Namusumuz, topraklarımız için savaştık. Kimsenin toprağına, onuruna göz koymadık. Kimsenin vatanını işgale gitmedik. O yüzden masum kurbanlar olarak, donmak gibi dehşetli bir ölümün kucağına atladık, haklıydık.
Hala hafızalarda capcanlı yaşayan kıyımlar, tecavüzler, sonu tehcir gibi bir trajedi ile biten gelişmeler, Sarıkamış Direnişi’nin İslam Milleti’nin bekası için ne anlam ifade ettiğini apaçık ortaya koyar. Hemen bütün İslam Vatanı’nı saran bu saldırıların içerdiği nefretin boyutlarını göstermesi açısından, o yıllarda Trablusgarb çevresinde Müslüman ordu ve halklara karşı faaliyet gösteren İtalyan bir generalin şu beyanatı ibretliktir: “Ayaklananları yakmakta veya diri diri derilerini yüzmekte bizi serbest bırakacak kanunlar çıkartmalıyız. Çünkü içimizde yanan intikam ateşi yalnız idam etmekle sönmüyor.”
Donarak kazandık!
Kars, Erzurum boyunca Rus kuvvetlerinin ve onlarla işbirliği halindeki Ermeni çetelerinin kurduğu baskı karşısında Enver Paşa askerlere şu emir verdi: “Askerler! Hepinizi ziyaret ettim. Ayağınızda çarığınızın, sırtınızda paltonuzun olmadığını gördüm. Lakin, karşınızdaki düşman sizden korkuyor. Yakın zamanda taarruz ederek Kafkasya’ya gireceğiz. Siz orada her türlü nimete kavuşacaksınız. Alem-i İslam’ın bütün ümidi, sizin son bir himmetinize bakıyor.”
Evet, son bir himmet, İslam topraklarının her yerinden ağır yenilgiler ala ala gerileyen ordu, son bir gayret ve iyi bir planla Ehl-i Salib’in kurduğu muazzam cephede bu hamle ile bir yarma yapacaktı.
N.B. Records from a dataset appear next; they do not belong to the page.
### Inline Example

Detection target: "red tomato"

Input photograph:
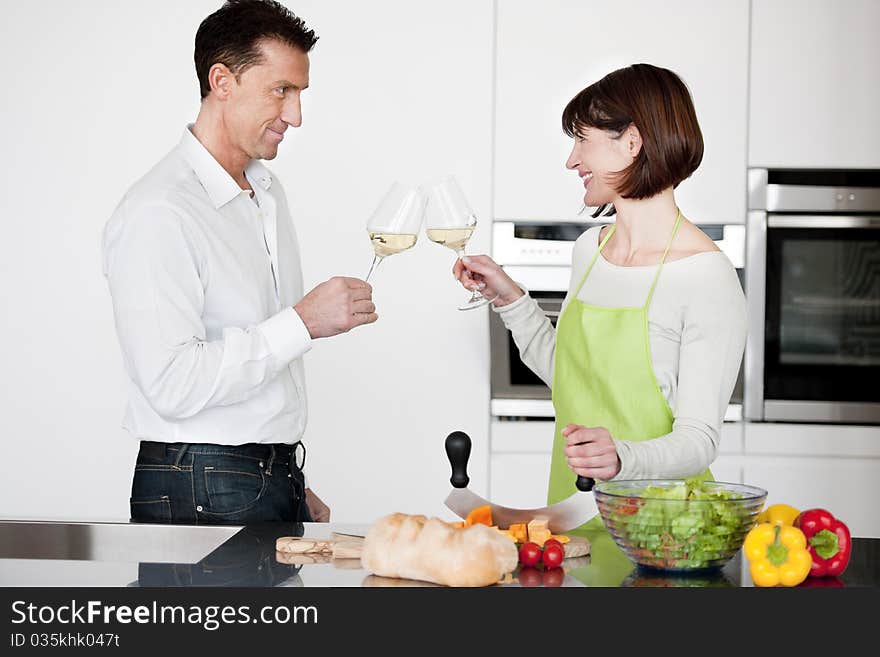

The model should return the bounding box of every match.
[542,567,565,588]
[542,543,565,568]
[518,541,542,566]
[619,497,643,515]
[543,539,564,552]
[518,566,542,587]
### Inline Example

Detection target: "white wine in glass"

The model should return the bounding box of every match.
[365,182,426,282]
[369,232,418,258]
[425,226,475,253]
[425,175,496,310]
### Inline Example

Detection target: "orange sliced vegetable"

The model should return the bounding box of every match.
[549,534,571,544]
[464,504,493,527]
[509,523,528,543]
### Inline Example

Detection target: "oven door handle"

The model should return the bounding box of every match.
[768,215,880,229]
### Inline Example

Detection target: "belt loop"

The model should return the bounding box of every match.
[265,445,276,476]
[172,443,190,470]
[288,441,305,480]
[295,441,306,472]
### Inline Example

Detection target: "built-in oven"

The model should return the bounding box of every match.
[745,169,880,424]
[490,220,745,420]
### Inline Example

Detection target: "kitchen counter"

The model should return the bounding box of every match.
[0,519,877,588]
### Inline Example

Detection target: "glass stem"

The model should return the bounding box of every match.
[365,254,382,282]
[458,249,482,301]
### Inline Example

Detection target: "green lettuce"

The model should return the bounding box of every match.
[610,477,751,570]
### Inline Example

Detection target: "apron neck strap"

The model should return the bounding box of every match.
[572,223,617,298]
[572,208,683,303]
[644,207,683,307]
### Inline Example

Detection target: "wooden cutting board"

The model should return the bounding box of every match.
[275,533,586,564]
[275,533,364,561]
[562,535,590,559]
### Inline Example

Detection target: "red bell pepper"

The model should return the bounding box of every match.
[794,508,852,577]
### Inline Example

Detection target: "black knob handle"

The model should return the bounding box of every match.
[576,475,595,492]
[445,431,471,489]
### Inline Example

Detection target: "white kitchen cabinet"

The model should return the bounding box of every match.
[742,422,880,538]
[719,421,745,454]
[489,421,553,508]
[743,456,880,539]
[711,422,746,482]
[494,0,750,224]
[710,455,745,484]
[489,453,553,510]
[749,0,880,168]
[743,422,880,458]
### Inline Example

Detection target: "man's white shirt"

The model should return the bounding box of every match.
[103,126,313,461]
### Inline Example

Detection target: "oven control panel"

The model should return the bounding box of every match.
[492,222,579,266]
[492,221,745,269]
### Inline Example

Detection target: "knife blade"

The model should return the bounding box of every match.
[442,431,598,534]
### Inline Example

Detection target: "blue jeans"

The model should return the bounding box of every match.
[130,441,311,525]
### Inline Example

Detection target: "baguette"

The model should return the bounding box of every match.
[361,513,518,587]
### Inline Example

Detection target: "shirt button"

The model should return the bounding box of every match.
[196,505,203,512]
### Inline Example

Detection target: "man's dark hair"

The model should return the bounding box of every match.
[195,0,319,100]
[562,63,704,217]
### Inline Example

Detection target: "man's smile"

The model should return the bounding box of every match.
[265,126,286,142]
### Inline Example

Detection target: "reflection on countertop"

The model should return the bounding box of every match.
[1,520,878,587]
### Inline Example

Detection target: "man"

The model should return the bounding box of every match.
[102,0,376,525]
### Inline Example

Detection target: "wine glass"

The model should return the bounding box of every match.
[365,182,426,282]
[425,175,497,310]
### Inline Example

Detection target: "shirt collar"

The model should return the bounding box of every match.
[178,125,273,209]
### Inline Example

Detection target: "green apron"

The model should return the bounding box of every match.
[548,209,711,586]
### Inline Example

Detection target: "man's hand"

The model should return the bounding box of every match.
[305,488,330,522]
[562,424,621,481]
[294,277,377,338]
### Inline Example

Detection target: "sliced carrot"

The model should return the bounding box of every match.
[508,523,529,543]
[464,504,493,527]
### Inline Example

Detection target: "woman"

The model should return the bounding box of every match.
[455,64,746,547]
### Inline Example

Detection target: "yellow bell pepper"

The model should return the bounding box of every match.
[744,523,812,587]
[757,503,800,526]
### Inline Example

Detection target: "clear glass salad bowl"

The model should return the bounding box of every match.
[594,478,768,573]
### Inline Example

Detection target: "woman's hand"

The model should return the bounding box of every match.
[562,424,621,481]
[452,255,524,307]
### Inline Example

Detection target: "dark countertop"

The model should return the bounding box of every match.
[0,520,877,587]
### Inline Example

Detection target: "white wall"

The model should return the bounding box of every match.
[0,0,494,523]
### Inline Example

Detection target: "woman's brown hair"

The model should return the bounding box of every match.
[562,63,703,216]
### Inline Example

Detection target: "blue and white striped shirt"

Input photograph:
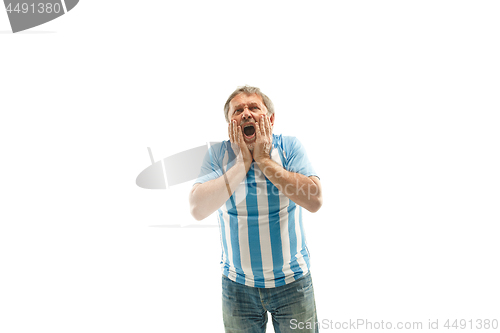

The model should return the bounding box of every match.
[194,134,318,288]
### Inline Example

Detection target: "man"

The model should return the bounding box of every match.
[189,86,322,333]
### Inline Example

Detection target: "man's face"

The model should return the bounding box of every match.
[228,93,274,150]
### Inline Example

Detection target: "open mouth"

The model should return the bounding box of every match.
[242,123,256,139]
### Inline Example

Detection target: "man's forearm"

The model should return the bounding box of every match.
[256,158,322,213]
[189,160,250,221]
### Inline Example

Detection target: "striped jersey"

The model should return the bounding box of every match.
[194,134,318,288]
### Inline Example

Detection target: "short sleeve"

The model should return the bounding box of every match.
[192,142,225,185]
[283,136,319,179]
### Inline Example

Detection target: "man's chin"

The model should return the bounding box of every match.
[245,142,255,151]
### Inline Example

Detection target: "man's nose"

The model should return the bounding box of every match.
[241,108,252,119]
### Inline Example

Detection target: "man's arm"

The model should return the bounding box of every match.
[253,115,323,213]
[189,121,252,221]
[256,158,322,213]
[189,158,250,221]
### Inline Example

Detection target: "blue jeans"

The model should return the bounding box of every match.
[222,272,319,333]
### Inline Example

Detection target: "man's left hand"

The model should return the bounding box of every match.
[253,114,273,163]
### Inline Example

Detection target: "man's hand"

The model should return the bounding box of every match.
[228,120,253,170]
[252,115,273,164]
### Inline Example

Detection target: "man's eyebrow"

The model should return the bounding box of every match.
[232,102,261,111]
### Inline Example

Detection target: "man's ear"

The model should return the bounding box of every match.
[269,113,275,126]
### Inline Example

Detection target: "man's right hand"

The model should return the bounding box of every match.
[228,120,253,171]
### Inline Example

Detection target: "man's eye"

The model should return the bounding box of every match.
[252,107,259,110]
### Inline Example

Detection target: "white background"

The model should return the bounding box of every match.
[1,1,499,332]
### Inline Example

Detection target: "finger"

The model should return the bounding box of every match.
[232,121,238,143]
[254,120,260,139]
[228,122,233,142]
[260,115,267,138]
[232,122,239,144]
[265,115,272,136]
[237,126,250,154]
[237,125,244,145]
[264,115,269,137]
[230,124,241,152]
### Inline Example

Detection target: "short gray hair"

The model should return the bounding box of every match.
[223,85,275,123]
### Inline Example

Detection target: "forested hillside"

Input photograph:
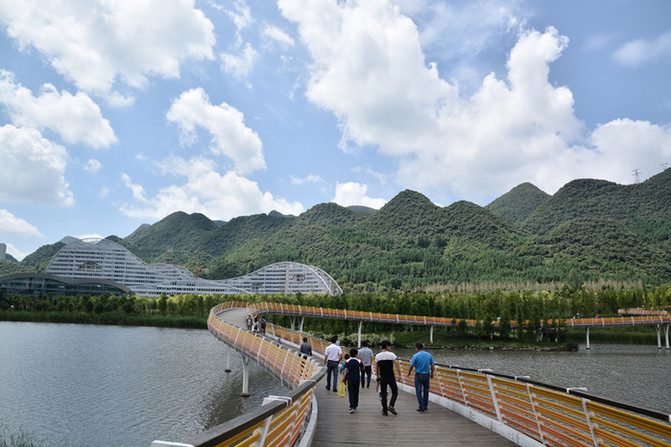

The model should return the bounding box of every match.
[3,170,670,290]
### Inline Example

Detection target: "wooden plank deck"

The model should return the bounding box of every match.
[311,380,516,446]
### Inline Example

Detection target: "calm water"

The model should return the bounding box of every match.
[1,322,669,446]
[0,322,287,447]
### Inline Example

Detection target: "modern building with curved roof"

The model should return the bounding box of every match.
[45,238,342,297]
[0,273,131,297]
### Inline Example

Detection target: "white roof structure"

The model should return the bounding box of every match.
[46,238,342,297]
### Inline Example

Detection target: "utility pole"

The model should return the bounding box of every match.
[632,169,640,183]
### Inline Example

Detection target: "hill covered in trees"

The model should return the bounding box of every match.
[3,169,670,290]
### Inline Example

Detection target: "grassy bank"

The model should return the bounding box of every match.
[0,310,207,329]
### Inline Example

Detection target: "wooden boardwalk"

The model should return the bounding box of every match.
[311,379,516,446]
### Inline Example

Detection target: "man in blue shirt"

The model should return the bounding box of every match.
[407,342,434,412]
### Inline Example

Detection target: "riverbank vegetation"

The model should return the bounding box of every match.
[1,284,668,349]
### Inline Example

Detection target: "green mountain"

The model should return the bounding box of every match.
[8,169,671,289]
[485,182,550,224]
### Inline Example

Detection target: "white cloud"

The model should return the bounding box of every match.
[614,31,671,67]
[119,156,304,220]
[3,242,28,261]
[225,0,253,30]
[0,0,215,99]
[263,24,295,47]
[281,1,668,201]
[290,174,324,185]
[333,182,386,209]
[83,159,103,173]
[221,43,258,80]
[0,124,74,206]
[0,209,44,237]
[167,87,266,174]
[0,70,116,148]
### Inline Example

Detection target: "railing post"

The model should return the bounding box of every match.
[581,397,599,447]
[526,383,545,444]
[486,374,503,422]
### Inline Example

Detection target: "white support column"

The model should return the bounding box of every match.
[299,316,304,333]
[430,325,434,344]
[225,350,232,373]
[290,317,295,331]
[665,324,670,350]
[586,326,591,350]
[656,324,662,349]
[357,321,363,348]
[241,355,250,397]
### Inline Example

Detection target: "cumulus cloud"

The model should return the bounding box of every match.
[221,43,258,80]
[0,0,215,99]
[333,182,387,208]
[119,157,304,220]
[0,70,116,148]
[167,87,266,174]
[83,159,103,173]
[280,0,670,202]
[614,30,671,67]
[0,209,44,237]
[0,125,74,206]
[290,174,324,185]
[263,24,295,47]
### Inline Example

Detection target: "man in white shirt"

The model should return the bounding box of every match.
[324,335,343,392]
[358,340,374,388]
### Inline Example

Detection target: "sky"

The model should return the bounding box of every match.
[1,0,670,261]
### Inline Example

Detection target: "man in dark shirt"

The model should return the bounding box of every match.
[374,340,398,416]
[299,337,312,357]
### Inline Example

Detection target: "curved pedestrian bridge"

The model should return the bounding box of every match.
[152,301,671,447]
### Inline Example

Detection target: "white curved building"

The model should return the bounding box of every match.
[46,238,342,297]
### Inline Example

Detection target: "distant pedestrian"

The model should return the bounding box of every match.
[324,335,343,392]
[299,337,312,357]
[407,342,434,412]
[252,317,259,333]
[342,348,362,413]
[259,317,267,334]
[246,315,253,331]
[375,340,398,416]
[358,341,374,388]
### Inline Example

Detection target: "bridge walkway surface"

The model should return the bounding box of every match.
[219,307,516,446]
[311,381,516,446]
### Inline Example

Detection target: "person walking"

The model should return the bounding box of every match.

Kar kalınlığı iki metreye yaklaşıyordu. -26 derece ile hava, zaten aç ve sıcak iklimden gelen, donanımı yetersiz askerin gücünün çok üstünde bir zorluk da yatıyordu.
24/25 Aralık gecesi olabilecek en feci şeylerden biri oldu.
Donduk.
Ateş yakamadan, feryad edemeden, kursağımızda lokma olmadan donduk.
Uykuya dalar gibi, kendimizi Allahuekber dağlarının göğsünde Ümmete ve vatana kurban eyledik.
Sarıkamış harekatında bizzat bulunan Kaymakam Şerif Bey vaziyeti tarihe şu not ile düştü: “Hava soğuk, saatler pek uzundu. Gece oldu. Keskin bir soğuk ve şiddetli tipi başladı. Asker, ayağındaki çarıkla diz boyu karlı orman yamaçlarında, zabitinin gözünden kaybolmuş ve şurada burada istirahate koyulmuştu. Bunların içinde ateş yakmaya muvaffak olan vardı. Fakat birçokları da orada ebedi bir uykuya dalmıştı. Yol boyunca perakende olarak kıtasından geri kalıp da donan asker ile ormanlar içinde kalan bedbahtlar, gündüz olduktan sonra anlaşıldı ki, fırkaların mevcutlarından daha fazla idi.”
Donarak direndik biz o gün, donarak kazandık. Rus yenemedi bizi, biz donarak Rus’u yendik.